PAY ATTENTION: I cannot provide log files. I cannot try "this" or "that," or run such-and-such tool and see what happens. These were client machines. They have been serviced and returned to the client. What I am looking for by sharing this case is aid in discovering where and how this infection is starting up. If you have had experience with this virus in the passed month - as I am sure it is something brand new - I'd like to hear what you've tried, regardless of whether it has worked or not. All infections have to get initialized somewhere. Wherever this one's hooking in, it doesn't leave a trace -- or at least, we can't find it.

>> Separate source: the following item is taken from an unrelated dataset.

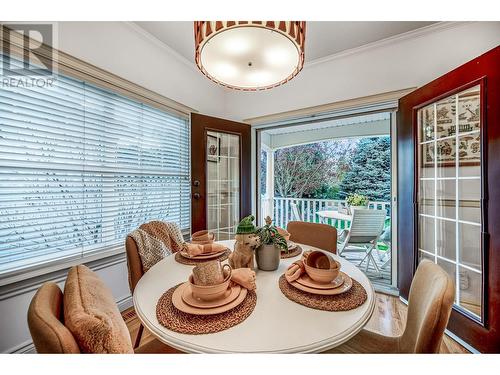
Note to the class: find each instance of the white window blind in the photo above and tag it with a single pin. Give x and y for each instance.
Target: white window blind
(80, 167)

So far, we've only seen it in Windows XP.
1.) update.microsoft.com and windowsupdate.microsoft.com are inaccessible via Internet Explorer. (404)
2.) Sites like sendspace.com and transferbigfiles.com throw the same quick 404 that windows update does when you try to upload them a file.
3.) Occasional, infrequent, pop-ups.
4.) Occasional, infrequent search result redirects.
5.) Symptoms appear in safe mode as well.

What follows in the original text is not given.